En décembre 2016, le basculement de la Turquie, qui livre le bastion révolutionnaire d’Alep-Est au régime Assad, est un succès majeur pour la Russie, directement engagée en Syrie depuis plus d’un an. Erdogan joue cependant sa propre partition, celle d’un partenariat parfois conflictuel avec la Russie et l’Iran en Syrie, celle d’un soutien au gouvernement de Tripoli en Libye, où Moscou, Riyad, Abou Dhabi et Le Caire appuient en revanche le « maréchal » Haftar. En dépit de telles contradictions, Erdogan et Poutine s’accordent pour exclure l’ONU et les puissances occidentales de leurs arrangements bilatéraux. C’est ainsi que l’internationalisation des crises arabes, initialement portée par la contre-révolution arabe à Bahreïn, en Libye et au Yémen, tourne à l’avantage de puissances non-arabes. Le cas le plus emblématique est celui de la Syrie où, après un demi-million de morts et le déplacement de la moitié de la population, le pays est livré à l’arbitraire de la Russie, de l’Iran et de la Turquie.

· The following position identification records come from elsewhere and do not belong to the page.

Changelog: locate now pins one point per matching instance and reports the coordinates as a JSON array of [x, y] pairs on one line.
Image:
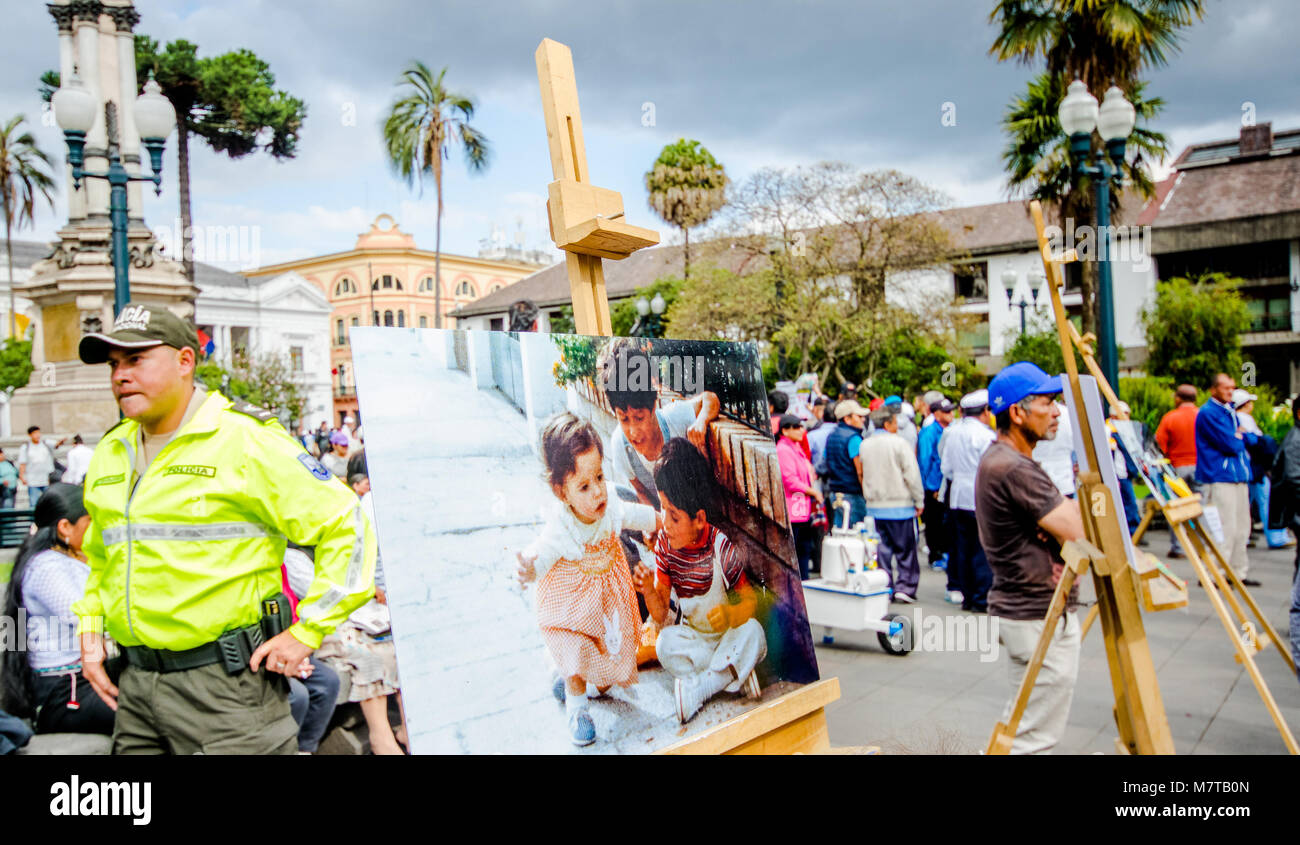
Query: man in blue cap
[[1023, 521]]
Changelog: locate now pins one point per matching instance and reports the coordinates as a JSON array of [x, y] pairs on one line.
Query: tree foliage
[[14, 364], [1194, 328], [421, 125], [1103, 43], [25, 177], [830, 267], [229, 102], [265, 381], [687, 186]]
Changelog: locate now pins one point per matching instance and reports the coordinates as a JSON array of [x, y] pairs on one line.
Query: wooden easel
[[1205, 557], [1139, 710], [586, 222]]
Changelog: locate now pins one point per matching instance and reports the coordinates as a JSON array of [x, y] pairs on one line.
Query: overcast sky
[[759, 83]]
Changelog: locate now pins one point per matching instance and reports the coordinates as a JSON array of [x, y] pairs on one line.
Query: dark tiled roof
[[1229, 191], [973, 229]]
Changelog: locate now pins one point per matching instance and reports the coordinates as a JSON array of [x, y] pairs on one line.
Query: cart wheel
[[898, 638]]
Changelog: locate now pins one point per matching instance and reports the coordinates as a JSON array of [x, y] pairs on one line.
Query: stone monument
[[72, 290]]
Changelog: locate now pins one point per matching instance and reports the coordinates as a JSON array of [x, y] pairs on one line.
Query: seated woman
[[44, 683]]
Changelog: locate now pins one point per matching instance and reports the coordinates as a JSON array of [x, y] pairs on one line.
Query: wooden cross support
[[1139, 710], [586, 221]]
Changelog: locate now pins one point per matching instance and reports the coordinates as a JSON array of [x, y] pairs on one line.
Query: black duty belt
[[232, 649]]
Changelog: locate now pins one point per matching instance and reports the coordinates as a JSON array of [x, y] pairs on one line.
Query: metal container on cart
[[853, 593]]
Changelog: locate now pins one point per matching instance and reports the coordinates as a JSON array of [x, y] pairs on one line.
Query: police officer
[[191, 499]]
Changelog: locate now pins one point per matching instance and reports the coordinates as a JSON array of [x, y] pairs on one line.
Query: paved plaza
[[948, 702]]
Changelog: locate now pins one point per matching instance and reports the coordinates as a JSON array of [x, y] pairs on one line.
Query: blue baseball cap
[[1018, 381]]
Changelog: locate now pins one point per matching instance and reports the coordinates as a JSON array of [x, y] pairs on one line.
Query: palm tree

LA RELANCE CONTESTATAIRE DE 2019

Alors que décideurs et observateurs s’accordaient pour enterrer une fois pour toutes la contestation arabe, celle-ci connaît un second souffle en 2019 face à des régimes demeurés verrouillés en 2011. La dictature de Bechir s’effondre au Soudan, après 30 années d’oppression, face à un soulèvement populaire d’un courage impressionnant. Le pacifisme des manifestants de Khartoum se retrouve dans le Hirak algérien, qui contraint le président Bouteflika à la démission, au bout de deux décennies au pouvoir. Mais la protestation de masse se poursuit pour exiger un régime authentiquement civil, et non plus placé sous la coupe de la hiérarchie militaire. Au Liban et en Irak, des foules réclament la fin de la corruption institutionnalisée par un système à la fois confessionnel et milicien. Dans tous ces pays, la non-violence est un choix stratégique de l’opposition face à des dirigeants qui n’ont jamais reculé par le passé face à la perspective d’une guerre civile. Quant aux islamistes, leurs compromissions multiformes avec les régimes en place les marginalisent au sein de la contestation.

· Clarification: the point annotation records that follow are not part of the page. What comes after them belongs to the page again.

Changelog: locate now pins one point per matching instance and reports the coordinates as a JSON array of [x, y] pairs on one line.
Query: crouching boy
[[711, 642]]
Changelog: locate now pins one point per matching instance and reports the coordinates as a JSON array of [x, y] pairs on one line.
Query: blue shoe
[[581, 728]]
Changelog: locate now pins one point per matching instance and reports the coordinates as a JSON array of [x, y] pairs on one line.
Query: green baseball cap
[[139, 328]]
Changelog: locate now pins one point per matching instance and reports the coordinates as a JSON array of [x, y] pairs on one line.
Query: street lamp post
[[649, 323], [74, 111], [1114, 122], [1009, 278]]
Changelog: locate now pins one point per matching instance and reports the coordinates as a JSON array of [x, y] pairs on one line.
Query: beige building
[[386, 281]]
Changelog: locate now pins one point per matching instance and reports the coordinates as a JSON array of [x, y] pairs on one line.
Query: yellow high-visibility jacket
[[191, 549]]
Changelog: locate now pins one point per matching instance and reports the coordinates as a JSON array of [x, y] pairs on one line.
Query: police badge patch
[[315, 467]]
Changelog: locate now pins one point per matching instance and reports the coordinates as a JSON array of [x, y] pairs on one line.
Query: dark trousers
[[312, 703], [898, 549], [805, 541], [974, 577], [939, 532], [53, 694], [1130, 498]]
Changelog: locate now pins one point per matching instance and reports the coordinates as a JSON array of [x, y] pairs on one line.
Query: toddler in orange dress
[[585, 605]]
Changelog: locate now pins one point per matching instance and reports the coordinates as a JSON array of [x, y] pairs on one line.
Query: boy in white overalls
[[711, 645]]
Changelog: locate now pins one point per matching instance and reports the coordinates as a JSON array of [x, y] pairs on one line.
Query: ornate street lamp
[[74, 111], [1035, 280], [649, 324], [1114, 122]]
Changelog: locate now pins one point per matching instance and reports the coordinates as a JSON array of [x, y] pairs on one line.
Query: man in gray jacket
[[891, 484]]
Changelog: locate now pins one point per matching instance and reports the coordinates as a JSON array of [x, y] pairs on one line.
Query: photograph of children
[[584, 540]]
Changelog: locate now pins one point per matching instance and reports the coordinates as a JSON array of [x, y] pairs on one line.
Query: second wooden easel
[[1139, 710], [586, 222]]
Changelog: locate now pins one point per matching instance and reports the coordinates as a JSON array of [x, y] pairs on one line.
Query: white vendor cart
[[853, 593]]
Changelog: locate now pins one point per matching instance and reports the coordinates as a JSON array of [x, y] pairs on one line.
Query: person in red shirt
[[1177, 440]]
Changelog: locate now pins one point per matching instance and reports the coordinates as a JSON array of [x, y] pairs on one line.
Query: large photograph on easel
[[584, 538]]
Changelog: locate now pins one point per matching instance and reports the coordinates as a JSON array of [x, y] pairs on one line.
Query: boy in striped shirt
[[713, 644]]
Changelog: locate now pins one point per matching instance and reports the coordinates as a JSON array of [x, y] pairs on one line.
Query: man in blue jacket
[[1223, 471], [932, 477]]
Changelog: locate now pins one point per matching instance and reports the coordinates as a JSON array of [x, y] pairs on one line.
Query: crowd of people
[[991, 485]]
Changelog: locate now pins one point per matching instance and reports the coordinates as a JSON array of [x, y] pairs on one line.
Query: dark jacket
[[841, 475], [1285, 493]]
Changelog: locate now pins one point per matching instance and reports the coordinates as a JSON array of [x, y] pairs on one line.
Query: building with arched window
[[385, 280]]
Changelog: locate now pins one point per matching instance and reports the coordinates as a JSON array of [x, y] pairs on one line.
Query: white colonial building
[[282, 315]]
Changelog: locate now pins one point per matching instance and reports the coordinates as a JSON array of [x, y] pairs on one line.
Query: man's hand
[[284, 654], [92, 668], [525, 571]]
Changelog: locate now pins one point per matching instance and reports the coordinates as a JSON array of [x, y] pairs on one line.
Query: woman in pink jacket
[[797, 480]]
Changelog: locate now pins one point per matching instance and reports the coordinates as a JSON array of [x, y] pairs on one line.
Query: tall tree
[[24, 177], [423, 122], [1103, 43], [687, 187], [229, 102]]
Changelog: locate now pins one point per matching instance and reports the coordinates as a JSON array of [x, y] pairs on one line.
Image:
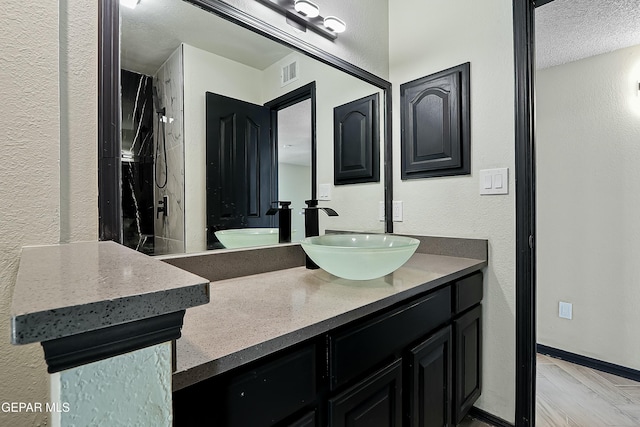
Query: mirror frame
[[109, 163]]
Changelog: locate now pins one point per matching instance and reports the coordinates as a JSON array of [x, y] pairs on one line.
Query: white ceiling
[[569, 30], [294, 134], [155, 28]]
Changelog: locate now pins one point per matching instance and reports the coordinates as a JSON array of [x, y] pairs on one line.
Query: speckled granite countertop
[[253, 316], [67, 289]]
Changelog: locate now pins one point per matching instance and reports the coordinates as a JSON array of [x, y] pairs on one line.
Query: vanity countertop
[[253, 316], [67, 289]]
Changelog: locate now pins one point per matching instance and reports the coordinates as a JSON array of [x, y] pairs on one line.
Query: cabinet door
[[430, 373], [374, 402], [468, 361], [308, 420]]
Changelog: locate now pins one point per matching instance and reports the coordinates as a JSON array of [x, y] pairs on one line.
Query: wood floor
[[570, 395]]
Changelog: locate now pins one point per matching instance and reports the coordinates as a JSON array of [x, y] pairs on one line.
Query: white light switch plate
[[397, 211], [324, 192], [565, 310], [494, 181]]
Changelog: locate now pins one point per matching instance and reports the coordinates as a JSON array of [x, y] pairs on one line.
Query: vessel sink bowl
[[247, 237], [359, 256]]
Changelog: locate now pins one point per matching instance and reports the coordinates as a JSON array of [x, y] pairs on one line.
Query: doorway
[[524, 55], [293, 130], [294, 161], [587, 208]]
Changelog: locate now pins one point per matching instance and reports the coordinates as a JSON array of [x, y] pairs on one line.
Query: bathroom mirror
[[176, 59]]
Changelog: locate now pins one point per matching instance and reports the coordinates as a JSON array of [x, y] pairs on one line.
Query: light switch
[[494, 181], [324, 192], [497, 181]]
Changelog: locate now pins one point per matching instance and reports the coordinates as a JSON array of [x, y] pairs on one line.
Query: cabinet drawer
[[273, 391], [467, 292], [358, 349]]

La pandémie de coronavirus porte un coup terrible à cette nouvelle vague de mobilisation populaire. S’y ajoutent l’assassinat de centaines de protestataires en Irak et la politique du pire des oligarques libanais, qui préfèrent couler leur pays plutôt que de le réformer. Au Soudan, les Emirats et l’Arabie misent sur la composante militaire de la junte de transition pour endiguer le processus démocratique. Malgré tous ces obstacles, le bilan de la contre-révolution arabe est accablant. Nulle part le statu quo prévalant avant 2011 n’a pu être restauré, alors même que la répression est bien plus sanglante que dix ans plus tôt. Les centaines de milliards d’euros engloutis dans le renflouement meurtrier des dictatures auraient été infiniment mieux investis dans le développement de pays de plus en plus sinistrés. La seule alternative vers la stabilité et la prospérité du monde arabe passe bel et bien par la prise en compte des aspirations populaires, portées par une génération mûrie, voire aguerrie par la décennie écoulée.